Culture

Tired of your typos, Bing expands spelling corrections to over 100 languages

100+

The number of languages Microsoft can fix spelling mistakes in.

Shutterstock

Microsoft wants to make its search abilities a lot more inclusive and efficient for its users. The company has announced its latest measures to improve spelling correction for more than 100 languages.

The company says that 15 percent of its search queries have spelling mistakes, which directly affect the quality of the results for users. The new technology, Speller100, is an attempt to fix this language hiccup with an impressive amalgam of artificial intelligence, zero-shot learning, and linguistic research and theory.

What is zero-shot learning — In order to make spelling correction sophisticated, Microsoft deployed a complex problem-solving setup known as zero-shot learning. In this kind of solution approach, the machine is expected to predict correct categories for samples while being trained on swaths of textual data. Zero-shot learning is especially useful in language training, according to Microsoft, as it "allows a model to accurately learn and correct spelling without any additional language-specific labeled training data."

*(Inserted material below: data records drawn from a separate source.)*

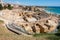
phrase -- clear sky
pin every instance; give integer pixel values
(35, 2)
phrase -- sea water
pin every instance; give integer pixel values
(53, 9)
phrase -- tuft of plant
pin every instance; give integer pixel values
(1, 7)
(9, 7)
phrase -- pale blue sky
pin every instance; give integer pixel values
(36, 2)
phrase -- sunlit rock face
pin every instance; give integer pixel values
(31, 20)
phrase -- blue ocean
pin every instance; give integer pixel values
(53, 9)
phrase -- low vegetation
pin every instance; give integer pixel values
(6, 7)
(1, 7)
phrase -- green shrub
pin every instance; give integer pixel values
(1, 7)
(5, 7)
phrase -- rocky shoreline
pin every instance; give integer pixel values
(32, 19)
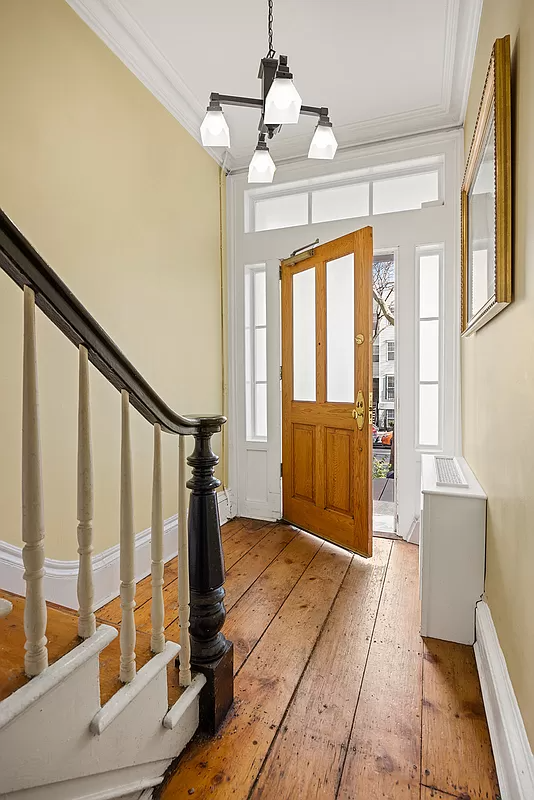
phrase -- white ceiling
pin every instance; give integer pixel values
(385, 68)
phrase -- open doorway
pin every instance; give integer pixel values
(415, 397)
(384, 403)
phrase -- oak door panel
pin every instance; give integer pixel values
(326, 455)
(304, 462)
(338, 461)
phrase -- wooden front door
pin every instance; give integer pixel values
(327, 391)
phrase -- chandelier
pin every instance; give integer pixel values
(280, 104)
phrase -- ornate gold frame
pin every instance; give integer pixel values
(496, 100)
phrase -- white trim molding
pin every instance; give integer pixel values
(61, 576)
(117, 27)
(511, 748)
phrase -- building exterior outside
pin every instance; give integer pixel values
(384, 379)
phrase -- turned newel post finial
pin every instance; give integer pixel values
(211, 653)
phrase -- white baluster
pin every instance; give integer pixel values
(183, 569)
(127, 550)
(86, 617)
(157, 641)
(36, 656)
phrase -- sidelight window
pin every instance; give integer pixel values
(256, 351)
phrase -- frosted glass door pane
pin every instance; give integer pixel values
(428, 414)
(304, 379)
(429, 286)
(429, 350)
(340, 330)
(260, 355)
(260, 300)
(261, 410)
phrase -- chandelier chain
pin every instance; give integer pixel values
(271, 52)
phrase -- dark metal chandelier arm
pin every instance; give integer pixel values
(250, 102)
(271, 52)
(233, 100)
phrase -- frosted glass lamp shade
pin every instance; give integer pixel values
(214, 130)
(323, 144)
(262, 167)
(282, 104)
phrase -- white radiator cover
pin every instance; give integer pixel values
(451, 555)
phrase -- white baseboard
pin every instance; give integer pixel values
(511, 748)
(61, 576)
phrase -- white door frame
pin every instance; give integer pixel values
(254, 467)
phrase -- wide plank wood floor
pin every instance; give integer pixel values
(337, 696)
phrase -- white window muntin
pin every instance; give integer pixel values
(256, 352)
(367, 176)
(436, 380)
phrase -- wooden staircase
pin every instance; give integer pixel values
(93, 709)
(62, 634)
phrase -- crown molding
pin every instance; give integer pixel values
(117, 28)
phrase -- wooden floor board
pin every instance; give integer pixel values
(255, 610)
(242, 575)
(309, 751)
(241, 542)
(456, 755)
(383, 757)
(322, 698)
(226, 767)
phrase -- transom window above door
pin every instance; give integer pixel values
(383, 189)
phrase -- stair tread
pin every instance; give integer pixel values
(62, 626)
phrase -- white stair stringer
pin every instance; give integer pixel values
(50, 747)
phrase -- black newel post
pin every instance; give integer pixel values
(211, 653)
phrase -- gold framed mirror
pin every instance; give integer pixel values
(486, 200)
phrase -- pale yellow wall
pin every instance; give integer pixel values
(498, 375)
(124, 204)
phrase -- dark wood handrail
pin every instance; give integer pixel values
(26, 267)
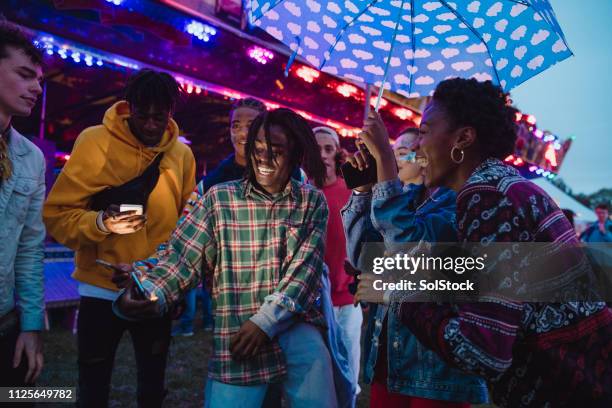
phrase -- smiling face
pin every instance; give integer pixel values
(20, 81)
(408, 172)
(149, 123)
(436, 140)
(240, 121)
(329, 150)
(272, 173)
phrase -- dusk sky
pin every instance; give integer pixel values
(574, 97)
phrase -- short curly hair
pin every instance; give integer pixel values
(13, 36)
(483, 106)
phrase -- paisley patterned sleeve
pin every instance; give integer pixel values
(476, 337)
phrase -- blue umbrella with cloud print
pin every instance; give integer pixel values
(411, 45)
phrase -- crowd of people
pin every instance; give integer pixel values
(268, 239)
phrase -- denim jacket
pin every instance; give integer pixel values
(389, 214)
(22, 233)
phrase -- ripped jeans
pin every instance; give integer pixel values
(99, 333)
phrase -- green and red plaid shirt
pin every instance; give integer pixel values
(251, 245)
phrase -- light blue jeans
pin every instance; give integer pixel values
(309, 382)
(349, 319)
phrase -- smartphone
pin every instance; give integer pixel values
(131, 207)
(107, 264)
(140, 290)
(353, 177)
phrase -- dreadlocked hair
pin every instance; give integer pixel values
(303, 147)
(484, 107)
(250, 103)
(153, 88)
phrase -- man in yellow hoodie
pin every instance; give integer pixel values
(134, 135)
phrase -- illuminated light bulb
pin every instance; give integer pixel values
(374, 99)
(531, 119)
(346, 90)
(518, 116)
(403, 113)
(308, 74)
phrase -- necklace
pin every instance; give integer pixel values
(429, 198)
(5, 162)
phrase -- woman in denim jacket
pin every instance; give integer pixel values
(401, 370)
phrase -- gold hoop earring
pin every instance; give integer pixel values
(453, 155)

"Imagine someone had taught you how to spell in English and you automatically learned to also spell in German, Dutch, Afrikaans, Scots, and Luxembourgish," the company explains. "That is what zero-shot learning enables, and it is a key component in Speller100 that allows us to expand to languages with very little to no data."

Handling mistakes like a pro — In Microsoft's iteration of spelling correction, users are basically working with a machine that handles errors as a sequence-to-sequence problem. Microsoft says that it was inspired by Facebook's AI Research problem and decided to apply complex problem solving to its spelling correction machine. Inclusive, nuanced, and surprisingly educational.

What makes Microsoft's recent changes even more interesting is that it takes a dive into language history. The problem-solving approach involves understanding the common language ancestor for multiple languages and how their orthography — the way words are spelled and other rules of a language — connect one language to the other. For example, English has orthographic similarities with Germanic languages. Two in English is "twee" in Dutch, "zwei" in German, and "zwee" in Luxembourgish. Blood is "bloed" in Dutch and Afrikaans, "Blut" in German, and "Blutt" in Luxembourgish.

You get the drift. It makes spelling correction a lot more convenient — and learning languages a lot more fun.